# Did Noah live long enough to know Abraham?



## Grimmson

Here a question that may generate some debate and one that may reflect our views of genealogies as it compares to the 6000 year age date of the Earth. It is not a question we should divide over, call each other liberals/fundamentalists, or worse heretics. Now for the question:

Did Noah live long enough to have possibly known Abraham? Explain your position.

And for added fun, I included a poll that we can all see each other's results. Yeah!!! Now that what I call fun.


----------



## Pergamum

The question, right, is not whether he knew Abraham, but whether he could have known him?


----------



## AThornquist

Grimmson said:


> It is not a question we should divide over, call each other liberals/fundamentalists, or worse heretics.



Ohh so are you a post-modern sissy, is that it?


----------



## Grimmson

Pergamum said:


> The question, right, is not whether he knew Abraham, but whether he could have known him?


 
At the heart that is the question. Thanks for correcting my grammar.

---------- Post added 06-02-2010 at 12:02 AM ---------- Previous post was 06-01-2010 at 11:57 PM ----------




AThornquist said:


> Grimmson said:
> 
> 
> 
> It is not a question we should divide over, call each other liberals/fundamentalists, or worse heretics.
> 
> 
> 
> 
> Ohh so are you a post-modern sissy, is that it?
Click to expand...

Sissy me? You obiviously didn’t see my work against partial preterism or my defense for non-Solomon authorship of Ecclesiastes . Or did you? LOL.
But really all, explain your position on the main question of this thread.

---------- Post added at 12:07 AM ---------- Previous post was at 12:02 AM ----------

Maybe one of the moderators could fix the grammatical mistake of the poll.


----------



## AThornquist

Personally, I've never even considered this question before. I suppose it just never occurred to me before you brought it up.


----------



## Tim

What would Usher's timeline say?


----------



## Jimmy the Greek

Ussher's chronology has Noah's birth in 2948 BC, his death in 1998 BC, followed by Abraham's call in 1920 BC. In this scenario, Abraham was called 78 years after Noah died. I can't find what Abraham's supposed age was when he was called.


----------



## goodnews

Jimmy the Greek said:


> Ussher's chronology has Noah's birth in 2948 BC, his death in 1998 BC, followed by Abraham's call in 1920 BC. In this scenario, Abraham was called 78 years after Noah died. I can't find what Abraham's supposed age was when he was called.



I seem to remember Abram being 75 when God called him from Haran. If all our chronology is correct then it's amazing how quickly the human race forgot the true God, even while Noah was alive.


----------



## Jerusalem Blade

Ussher holds that Abraham was born 2008 years after Adam’s birth, 4004 – 1997 BC, or year 1 AM (_Anno Mundi_ – year of the world) – 2008 AM.

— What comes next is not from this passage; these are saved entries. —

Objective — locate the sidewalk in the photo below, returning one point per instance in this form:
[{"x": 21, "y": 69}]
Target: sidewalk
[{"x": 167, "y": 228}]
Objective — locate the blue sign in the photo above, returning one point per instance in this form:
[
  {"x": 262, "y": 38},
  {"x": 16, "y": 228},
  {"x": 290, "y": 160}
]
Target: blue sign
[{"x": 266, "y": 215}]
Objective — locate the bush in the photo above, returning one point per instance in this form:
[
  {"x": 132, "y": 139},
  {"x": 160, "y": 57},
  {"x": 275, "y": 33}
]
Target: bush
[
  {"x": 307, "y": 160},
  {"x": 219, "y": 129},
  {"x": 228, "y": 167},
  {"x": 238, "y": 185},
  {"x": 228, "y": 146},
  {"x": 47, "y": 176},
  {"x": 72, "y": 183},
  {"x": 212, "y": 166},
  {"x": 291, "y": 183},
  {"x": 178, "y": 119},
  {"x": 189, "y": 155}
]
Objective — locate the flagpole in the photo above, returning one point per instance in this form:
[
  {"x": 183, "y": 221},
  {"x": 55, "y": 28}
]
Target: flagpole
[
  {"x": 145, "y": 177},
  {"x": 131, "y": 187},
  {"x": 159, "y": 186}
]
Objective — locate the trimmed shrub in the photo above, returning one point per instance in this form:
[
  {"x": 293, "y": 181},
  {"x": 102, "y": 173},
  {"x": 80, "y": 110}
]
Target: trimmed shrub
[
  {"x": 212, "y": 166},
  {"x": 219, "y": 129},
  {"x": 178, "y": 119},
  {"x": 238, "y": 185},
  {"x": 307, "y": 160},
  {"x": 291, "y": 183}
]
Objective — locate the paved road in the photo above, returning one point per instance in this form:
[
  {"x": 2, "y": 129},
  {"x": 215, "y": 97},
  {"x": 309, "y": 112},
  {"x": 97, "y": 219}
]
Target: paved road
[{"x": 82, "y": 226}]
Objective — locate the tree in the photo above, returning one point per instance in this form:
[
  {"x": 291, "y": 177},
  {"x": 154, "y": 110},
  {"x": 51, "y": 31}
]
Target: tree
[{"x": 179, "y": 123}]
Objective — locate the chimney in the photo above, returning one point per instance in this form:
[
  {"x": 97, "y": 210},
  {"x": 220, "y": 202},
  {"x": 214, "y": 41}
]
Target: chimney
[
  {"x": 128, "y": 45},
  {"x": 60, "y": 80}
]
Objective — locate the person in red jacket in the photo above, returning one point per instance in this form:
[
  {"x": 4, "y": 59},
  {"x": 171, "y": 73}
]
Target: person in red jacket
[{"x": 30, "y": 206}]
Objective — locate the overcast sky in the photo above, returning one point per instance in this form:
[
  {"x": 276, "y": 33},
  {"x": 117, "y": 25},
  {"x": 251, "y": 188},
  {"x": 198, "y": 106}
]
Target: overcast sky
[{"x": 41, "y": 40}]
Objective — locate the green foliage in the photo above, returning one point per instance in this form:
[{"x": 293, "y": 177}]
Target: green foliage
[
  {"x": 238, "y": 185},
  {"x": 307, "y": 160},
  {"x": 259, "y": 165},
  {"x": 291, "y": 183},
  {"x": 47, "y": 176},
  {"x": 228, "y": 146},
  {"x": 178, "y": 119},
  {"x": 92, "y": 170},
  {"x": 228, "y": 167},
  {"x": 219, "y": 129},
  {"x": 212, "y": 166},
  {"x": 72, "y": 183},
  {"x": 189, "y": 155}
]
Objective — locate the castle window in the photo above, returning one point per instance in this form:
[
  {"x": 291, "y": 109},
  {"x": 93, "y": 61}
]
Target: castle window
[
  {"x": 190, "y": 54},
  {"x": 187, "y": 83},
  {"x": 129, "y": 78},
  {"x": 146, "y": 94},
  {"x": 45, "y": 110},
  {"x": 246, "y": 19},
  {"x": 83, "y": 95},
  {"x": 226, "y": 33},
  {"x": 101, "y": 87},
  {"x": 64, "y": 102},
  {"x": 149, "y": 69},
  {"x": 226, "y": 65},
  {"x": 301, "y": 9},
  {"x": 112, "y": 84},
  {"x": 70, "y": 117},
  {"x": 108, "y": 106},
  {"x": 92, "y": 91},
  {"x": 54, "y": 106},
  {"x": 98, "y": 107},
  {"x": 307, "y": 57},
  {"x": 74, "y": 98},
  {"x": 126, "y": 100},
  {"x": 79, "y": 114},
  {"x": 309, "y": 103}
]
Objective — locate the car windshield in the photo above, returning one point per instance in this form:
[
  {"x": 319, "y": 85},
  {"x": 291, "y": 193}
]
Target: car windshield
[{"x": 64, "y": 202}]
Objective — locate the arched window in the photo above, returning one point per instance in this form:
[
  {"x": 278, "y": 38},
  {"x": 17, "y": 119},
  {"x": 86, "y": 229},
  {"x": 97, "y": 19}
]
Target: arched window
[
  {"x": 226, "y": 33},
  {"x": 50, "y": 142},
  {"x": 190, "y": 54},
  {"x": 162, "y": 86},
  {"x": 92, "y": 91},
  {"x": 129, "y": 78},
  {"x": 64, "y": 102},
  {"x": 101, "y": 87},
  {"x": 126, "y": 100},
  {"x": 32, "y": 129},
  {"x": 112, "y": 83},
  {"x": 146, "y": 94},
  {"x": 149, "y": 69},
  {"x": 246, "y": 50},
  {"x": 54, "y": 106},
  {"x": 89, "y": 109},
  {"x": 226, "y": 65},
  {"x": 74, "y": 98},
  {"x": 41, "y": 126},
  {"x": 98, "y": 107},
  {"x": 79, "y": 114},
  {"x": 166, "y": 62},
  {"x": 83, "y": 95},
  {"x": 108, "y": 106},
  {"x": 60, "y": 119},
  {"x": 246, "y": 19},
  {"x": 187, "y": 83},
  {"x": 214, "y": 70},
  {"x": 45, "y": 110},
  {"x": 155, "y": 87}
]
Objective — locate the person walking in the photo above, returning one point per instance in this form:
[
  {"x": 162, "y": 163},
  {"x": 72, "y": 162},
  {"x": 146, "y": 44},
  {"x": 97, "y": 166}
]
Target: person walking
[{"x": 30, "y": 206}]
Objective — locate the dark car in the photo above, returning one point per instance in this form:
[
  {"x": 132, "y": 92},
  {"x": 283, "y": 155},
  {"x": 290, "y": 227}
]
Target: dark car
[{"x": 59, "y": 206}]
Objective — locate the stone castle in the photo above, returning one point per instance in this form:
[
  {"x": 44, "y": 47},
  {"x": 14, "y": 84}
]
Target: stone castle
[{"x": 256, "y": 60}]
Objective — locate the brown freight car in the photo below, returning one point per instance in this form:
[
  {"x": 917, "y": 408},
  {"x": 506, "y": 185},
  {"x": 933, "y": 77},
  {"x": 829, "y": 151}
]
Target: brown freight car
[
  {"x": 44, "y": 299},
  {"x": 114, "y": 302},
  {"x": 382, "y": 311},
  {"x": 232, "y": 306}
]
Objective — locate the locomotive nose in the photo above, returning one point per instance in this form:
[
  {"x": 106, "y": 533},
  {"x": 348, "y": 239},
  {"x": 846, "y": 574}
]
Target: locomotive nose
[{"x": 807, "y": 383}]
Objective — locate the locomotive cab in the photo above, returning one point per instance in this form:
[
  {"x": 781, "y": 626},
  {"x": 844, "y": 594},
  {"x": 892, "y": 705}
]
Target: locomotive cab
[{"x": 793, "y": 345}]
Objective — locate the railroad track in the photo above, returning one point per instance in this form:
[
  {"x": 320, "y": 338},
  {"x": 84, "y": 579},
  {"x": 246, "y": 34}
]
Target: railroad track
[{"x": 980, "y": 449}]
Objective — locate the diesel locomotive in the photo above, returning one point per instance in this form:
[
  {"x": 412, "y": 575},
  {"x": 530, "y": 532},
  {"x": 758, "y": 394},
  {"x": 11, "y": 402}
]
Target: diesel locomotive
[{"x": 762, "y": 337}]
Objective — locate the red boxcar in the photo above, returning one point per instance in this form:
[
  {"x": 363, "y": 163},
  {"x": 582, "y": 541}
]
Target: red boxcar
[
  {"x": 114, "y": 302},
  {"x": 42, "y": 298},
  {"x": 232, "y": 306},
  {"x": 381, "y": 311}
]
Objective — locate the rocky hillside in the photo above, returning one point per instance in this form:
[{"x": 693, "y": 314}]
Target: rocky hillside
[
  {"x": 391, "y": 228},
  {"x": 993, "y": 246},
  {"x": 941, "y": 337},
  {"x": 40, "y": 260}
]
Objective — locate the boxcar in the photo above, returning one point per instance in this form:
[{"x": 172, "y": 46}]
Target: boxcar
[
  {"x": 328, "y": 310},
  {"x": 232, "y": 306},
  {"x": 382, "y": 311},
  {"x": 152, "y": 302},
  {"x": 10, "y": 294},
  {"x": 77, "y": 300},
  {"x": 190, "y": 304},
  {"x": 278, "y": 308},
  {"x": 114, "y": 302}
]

We know that Noah was 600 years old when the flood came upon the earth (Gen 7:6); this was the year 1656 AM (2348 BC). We know that Noah lived to age 950, living 350 years after the flood (Gen 9:28, 29), which brings him to the year 2006 AM when he died.

The differing schools of chronological reckoning agree in the 2008 years from Adam to Abraham (save the Rabbinic school, which is patently off), though some differ slightly on the creation start date; they likewise agree that the flood was 1656 years after the creation.

Trouble comes in to some reckonings as regards the age of Abraham’s father, Terah, when Abraham was born, whether it was when he was 130 years old or 70. D.A. Waite holds that Abraham was 88 years old when Noah died, though I don’t have access to his proofs, having only the chart of his results, copied out of his book, _Gems from Genesis_, p. viii. He is in disagreement with the other chronologists. 

As far as Ussher is concerned, Abraham was born two years after Noah died. I think this is probably sound.

Now Noah’s son, Shem, was still alive in the days of Abraham, though we have no indication they ever met.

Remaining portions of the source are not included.